WHEN THEN-TEMPLE athletic director Bill Bradshaw hired former Penn Stater Al Golden to be the school's new football coach a little over a decade ago, the Owls were coming off an 0-11 season that had been preceded by 2-9 and 1-11. Bradshaw's words that day were prophetic: "If (Golden's) getting hired by another program in four or five years, then we've got the right guy."
Five seasons and 27 wins later, Golden was on his way to Miami. But not before the culture had been changed. Maybe forever.
Four years ago, just before he left North Broad, Bradshaw gave the job to former assistant Matt Rhule. This time, the Owls were coming off a 4-7 under Steve Addazio, who never really seemed to want to be here. Rhule did. In fact, very much so. He went from 2-10 to 6-6 to 10-4 and now 10-3 and an American Athletic Conference title, the program's first since 1967.
And now he's gone, to Baylor. There were rumors that Oregon was after him, too. Last year, Missouri courted him. Baylor's AD was the former AD at Missouri.
This is what happens when you don't play in a Power Five conference. It's mostly a matter of when and where to, if you're successful. Ask Houston, which just lost Tom Herman to Texas after only two years. Or South Florida, which might lose Willie Taggart to Oregon after four years. Or Western Michigan, which looks as if it could lose P.J. Fleck to somebody. Also after four. That's just the way the college sports universe operates. Everyone is looking to move up, for all the obvious reasons. And schools such as Temple, despite everything that's gone on these last two years, can only try to come up with another right guy.
Patrick Kraft, Bradshaw's successor, is tasked with making that call. He gets the reality.
And really, what more was there for Rhule to do here, unless Temple somehow were to get into the ACC or Big 12 someday? But that day, if it comes at all, probably won't happen anytime soon. There's only so much you can accomplish at a non-Power Five program. And that's not changing, either.
Rhule earned this shot. We'll see what he does with it. But he's not Temple's concern anymore. It's time to start fresh once again. The difference is, Temple is no longer dealing from a position of weakness, perceived or otherwise. It's not Penn State, and never will be. But neither is it a punch line. Those days are history. Still, you can only get so far in the AAC. And this year, it wasn't the Cotton Bowl.
"We're excited for this challenge," Kraft said Tuesday after the news that Rhule was leaving. "Matt continued the evolution of the program, put us on the national scene. He took it to another level. It's a great opportunity for us to continue that momentum. We turn the page. I'm very passionate about . . . what's in front of us."
He should be. He'll most certainly have a larger, deeper talent pool to choose from. Temple might not necessarily be a destination yet, but it's way higher on the food chain than ever before. That's something. But the hardest part isn't always about getting there. Sometimes, there's more involved in keeping it there.

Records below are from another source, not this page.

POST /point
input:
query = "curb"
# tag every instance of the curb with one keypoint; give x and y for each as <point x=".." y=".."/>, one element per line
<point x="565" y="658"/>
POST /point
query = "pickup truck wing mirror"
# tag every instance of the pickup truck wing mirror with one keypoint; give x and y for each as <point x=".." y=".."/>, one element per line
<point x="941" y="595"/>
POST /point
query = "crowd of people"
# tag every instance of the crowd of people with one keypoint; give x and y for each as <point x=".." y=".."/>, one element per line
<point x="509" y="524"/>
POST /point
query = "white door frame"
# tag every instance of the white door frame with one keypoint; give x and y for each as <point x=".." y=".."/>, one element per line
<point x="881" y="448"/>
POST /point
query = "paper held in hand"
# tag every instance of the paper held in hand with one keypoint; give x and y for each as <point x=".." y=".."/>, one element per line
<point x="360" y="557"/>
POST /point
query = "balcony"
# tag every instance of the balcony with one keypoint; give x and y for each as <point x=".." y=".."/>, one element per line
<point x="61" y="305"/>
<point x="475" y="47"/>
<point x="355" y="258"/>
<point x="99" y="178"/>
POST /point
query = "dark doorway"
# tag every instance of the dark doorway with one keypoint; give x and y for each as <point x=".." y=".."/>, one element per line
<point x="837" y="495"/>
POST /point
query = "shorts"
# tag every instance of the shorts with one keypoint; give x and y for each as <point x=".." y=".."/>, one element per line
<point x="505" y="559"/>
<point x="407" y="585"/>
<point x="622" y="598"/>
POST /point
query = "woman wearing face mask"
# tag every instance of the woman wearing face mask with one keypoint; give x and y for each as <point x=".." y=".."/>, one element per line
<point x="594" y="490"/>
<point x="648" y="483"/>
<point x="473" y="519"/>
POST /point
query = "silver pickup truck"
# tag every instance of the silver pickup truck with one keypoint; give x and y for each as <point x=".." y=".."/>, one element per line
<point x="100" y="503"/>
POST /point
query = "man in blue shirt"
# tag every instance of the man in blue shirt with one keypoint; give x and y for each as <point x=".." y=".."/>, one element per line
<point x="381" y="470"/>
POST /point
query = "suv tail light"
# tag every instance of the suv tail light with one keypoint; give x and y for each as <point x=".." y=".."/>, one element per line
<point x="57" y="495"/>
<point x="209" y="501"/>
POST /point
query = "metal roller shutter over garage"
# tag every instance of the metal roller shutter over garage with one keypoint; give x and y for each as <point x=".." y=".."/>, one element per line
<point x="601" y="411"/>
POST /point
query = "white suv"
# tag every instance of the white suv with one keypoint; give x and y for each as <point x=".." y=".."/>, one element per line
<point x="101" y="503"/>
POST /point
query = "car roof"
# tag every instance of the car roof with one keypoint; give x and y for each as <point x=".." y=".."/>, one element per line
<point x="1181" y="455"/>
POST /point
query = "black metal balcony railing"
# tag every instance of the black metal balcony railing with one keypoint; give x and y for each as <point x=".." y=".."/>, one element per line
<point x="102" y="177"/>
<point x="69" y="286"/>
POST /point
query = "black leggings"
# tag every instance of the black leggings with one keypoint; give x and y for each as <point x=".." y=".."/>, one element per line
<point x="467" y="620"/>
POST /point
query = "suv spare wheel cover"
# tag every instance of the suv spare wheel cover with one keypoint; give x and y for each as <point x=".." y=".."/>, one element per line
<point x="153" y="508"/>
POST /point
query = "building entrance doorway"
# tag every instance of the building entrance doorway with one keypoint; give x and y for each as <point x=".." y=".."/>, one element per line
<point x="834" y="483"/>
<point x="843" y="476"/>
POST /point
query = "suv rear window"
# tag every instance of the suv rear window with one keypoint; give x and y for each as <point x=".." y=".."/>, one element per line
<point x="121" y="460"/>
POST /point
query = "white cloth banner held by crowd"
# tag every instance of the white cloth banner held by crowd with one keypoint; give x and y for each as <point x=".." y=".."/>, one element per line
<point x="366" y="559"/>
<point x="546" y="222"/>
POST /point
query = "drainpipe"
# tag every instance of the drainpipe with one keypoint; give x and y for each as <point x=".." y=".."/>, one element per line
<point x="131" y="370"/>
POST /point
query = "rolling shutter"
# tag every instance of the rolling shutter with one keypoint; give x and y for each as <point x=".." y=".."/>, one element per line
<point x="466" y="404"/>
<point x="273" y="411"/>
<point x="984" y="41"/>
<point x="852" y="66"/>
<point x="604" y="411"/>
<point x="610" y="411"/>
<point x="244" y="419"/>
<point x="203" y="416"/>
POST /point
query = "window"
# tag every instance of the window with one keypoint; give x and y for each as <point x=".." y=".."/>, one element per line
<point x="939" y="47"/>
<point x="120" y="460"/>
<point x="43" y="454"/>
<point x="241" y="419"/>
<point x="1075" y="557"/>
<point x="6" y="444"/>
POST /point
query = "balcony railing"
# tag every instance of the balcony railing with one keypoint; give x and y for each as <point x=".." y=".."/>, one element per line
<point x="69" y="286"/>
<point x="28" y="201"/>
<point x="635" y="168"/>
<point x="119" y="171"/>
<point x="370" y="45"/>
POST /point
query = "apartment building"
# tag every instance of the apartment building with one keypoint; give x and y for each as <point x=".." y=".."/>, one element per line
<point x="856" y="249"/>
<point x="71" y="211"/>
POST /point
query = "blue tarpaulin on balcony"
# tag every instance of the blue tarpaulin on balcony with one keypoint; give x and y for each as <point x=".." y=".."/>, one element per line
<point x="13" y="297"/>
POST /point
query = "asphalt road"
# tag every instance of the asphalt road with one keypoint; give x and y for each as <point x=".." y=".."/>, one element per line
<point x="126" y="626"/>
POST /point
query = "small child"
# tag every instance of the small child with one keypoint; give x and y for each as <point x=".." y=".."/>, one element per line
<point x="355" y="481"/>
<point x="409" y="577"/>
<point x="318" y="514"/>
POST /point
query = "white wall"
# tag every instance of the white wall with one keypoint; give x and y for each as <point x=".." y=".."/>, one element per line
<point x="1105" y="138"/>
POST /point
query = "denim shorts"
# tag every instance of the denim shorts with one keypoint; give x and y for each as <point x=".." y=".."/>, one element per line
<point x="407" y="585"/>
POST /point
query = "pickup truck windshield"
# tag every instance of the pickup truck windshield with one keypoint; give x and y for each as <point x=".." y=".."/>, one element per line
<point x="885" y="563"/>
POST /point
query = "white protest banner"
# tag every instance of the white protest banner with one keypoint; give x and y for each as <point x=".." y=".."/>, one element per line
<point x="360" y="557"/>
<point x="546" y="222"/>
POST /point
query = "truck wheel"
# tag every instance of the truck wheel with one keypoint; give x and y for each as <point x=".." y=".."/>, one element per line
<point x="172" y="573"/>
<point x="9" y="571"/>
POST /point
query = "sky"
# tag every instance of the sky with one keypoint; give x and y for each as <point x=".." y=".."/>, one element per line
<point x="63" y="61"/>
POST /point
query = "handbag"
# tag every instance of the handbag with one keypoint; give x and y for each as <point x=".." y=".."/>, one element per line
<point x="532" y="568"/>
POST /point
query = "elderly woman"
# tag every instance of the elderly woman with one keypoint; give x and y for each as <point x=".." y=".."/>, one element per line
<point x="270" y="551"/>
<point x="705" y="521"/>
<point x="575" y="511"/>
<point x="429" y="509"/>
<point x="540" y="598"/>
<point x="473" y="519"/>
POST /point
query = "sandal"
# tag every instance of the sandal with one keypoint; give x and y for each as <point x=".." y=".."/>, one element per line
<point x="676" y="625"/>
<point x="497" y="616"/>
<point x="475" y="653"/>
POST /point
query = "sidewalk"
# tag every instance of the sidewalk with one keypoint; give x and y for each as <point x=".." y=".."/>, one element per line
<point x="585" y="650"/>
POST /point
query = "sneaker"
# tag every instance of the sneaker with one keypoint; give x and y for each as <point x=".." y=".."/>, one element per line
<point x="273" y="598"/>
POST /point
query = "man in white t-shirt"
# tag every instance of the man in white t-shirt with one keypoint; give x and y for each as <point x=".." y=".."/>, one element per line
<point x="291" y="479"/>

"The landscape is this way," Kraft said. "I can't say the individual we hire is going to stay forever. Matt had a lot of opportunities last year and stayed. That's part of it. It doesn't surprise me. It is what it is.
"These things move very fast. It was quick, 24 hours. I wanted him to make the right decision for his family and himself. He left (Temple) in a better place. The important thing is to make sure we get a good fit. (A candidate) has to understand the institution, where it's located. It's not just an X-and-O job. It's a vocation almost. Matt found a way to be really a voice for us. It's hard to put a price on that. He was the engine in that building. But there were a lot of people behind that, too."

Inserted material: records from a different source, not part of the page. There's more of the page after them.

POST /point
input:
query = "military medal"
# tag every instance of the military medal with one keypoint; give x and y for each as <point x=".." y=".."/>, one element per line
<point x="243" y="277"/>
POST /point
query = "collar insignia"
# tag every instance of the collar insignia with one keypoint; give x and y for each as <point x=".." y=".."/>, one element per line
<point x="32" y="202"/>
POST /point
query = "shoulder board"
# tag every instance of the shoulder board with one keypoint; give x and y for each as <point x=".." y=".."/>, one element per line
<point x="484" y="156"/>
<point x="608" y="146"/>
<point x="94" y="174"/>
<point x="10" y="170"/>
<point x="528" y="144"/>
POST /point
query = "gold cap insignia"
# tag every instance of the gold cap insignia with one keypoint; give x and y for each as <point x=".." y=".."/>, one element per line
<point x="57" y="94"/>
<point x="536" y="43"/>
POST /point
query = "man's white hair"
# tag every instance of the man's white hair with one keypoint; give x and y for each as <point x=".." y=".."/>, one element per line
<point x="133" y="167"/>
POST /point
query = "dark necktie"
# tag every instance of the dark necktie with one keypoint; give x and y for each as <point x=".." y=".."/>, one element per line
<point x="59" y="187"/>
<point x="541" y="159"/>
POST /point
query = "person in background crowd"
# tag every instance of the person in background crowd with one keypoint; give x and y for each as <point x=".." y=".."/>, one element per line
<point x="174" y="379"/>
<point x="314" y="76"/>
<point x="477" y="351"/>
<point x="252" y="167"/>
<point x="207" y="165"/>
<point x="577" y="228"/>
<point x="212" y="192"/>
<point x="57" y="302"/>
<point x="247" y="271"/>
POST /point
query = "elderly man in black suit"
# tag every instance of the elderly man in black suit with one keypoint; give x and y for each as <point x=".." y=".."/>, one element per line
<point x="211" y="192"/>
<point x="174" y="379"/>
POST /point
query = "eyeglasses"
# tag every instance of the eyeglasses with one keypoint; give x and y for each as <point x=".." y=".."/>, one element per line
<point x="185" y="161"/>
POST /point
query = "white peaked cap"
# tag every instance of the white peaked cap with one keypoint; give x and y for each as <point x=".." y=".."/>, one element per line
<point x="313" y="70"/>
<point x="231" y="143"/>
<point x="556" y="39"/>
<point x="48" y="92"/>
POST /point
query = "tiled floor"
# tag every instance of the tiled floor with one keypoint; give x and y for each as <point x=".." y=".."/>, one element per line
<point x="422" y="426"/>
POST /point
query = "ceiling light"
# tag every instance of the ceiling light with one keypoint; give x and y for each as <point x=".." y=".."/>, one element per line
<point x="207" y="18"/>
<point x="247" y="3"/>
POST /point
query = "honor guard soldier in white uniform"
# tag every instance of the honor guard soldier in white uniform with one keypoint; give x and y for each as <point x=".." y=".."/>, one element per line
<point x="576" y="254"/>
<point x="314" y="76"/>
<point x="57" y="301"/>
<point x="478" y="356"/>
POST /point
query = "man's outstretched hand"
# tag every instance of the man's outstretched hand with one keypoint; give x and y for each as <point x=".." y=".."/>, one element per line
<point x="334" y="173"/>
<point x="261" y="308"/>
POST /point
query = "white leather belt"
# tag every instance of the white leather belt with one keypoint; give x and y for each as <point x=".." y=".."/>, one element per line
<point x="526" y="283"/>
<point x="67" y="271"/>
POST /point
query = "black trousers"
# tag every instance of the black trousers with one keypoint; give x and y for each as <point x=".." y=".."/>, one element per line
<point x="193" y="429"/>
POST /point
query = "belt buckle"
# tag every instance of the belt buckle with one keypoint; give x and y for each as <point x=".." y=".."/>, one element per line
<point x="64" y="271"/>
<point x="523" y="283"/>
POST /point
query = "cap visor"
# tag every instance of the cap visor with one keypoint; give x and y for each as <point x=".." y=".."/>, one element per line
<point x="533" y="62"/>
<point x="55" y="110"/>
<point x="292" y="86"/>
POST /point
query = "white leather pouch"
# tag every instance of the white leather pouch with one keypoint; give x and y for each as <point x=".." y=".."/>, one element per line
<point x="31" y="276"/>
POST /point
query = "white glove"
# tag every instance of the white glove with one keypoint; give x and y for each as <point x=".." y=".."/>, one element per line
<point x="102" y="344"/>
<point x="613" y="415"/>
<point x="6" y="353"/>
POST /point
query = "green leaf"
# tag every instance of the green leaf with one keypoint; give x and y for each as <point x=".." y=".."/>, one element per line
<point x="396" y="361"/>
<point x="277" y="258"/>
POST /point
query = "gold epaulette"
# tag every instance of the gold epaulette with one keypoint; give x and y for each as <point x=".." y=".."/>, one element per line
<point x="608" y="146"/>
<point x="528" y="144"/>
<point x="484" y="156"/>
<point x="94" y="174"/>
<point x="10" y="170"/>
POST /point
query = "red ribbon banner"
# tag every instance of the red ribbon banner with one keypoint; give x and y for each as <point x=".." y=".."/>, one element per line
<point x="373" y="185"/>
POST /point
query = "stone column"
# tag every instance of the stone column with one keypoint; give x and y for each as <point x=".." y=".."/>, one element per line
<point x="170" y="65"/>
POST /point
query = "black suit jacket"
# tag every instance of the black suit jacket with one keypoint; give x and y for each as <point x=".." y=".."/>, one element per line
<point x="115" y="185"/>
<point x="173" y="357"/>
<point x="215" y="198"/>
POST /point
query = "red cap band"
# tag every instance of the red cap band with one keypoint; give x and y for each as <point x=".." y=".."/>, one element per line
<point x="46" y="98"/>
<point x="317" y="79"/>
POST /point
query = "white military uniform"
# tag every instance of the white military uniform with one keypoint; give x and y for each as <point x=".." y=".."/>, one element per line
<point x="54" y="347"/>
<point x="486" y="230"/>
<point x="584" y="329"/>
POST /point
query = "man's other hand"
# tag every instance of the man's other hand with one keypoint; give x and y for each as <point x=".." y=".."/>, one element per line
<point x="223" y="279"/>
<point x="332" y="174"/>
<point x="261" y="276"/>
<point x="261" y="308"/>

Transitions can be tricky, no matter how much due diligence goes into the process. Ed Foley, who's worked for the last three coaches, will be the interim guy for the Military Bowl against Wake Forest on Dec. 27. Rhule will take some folks with him to Waco, Texas, which is about as far removed from 10th and Diamond as you can get. He told me last year that Phil Snow, who's built one of the nation's best defenses, would be a good choice. We'll see. Snow has never been in charge of his own program. Foley was the head coach at Fordham for two years in the early 2000s. Four years ago, the players wanted Rhule. That didn't mean they had to be right. Who knows whether they feel as strongly about anyone who's already there this time, or whether that would even be an overriding factor? Because times have changed. They just haven't changed enough to make Temple much more than a steppingstone. Albeit a higher-profile steppingstone.
A lot of programs would trade places with Temple. Think about how many laughs that would have gotten you before Golden arrived.
Rhule's departure was inevitable. But remember this: Back in the mid-1990s, when the Owls were ill-equipped to compete in the old Big East, John Chaney showed up at practice the day after Ron Dickerson had quit and then changed his mind following a loss at Pitt. And he duly noted, as only he could, that not even Knute Rockne could win here. Well, the last three guys combined have had five seasons of at least eight victories from 2009 through now.
If things work out once more, Temple will be going through this about four years from now. It might not be ideal, but there are far worse problems to have.
It's called progress. And the price that goes with it.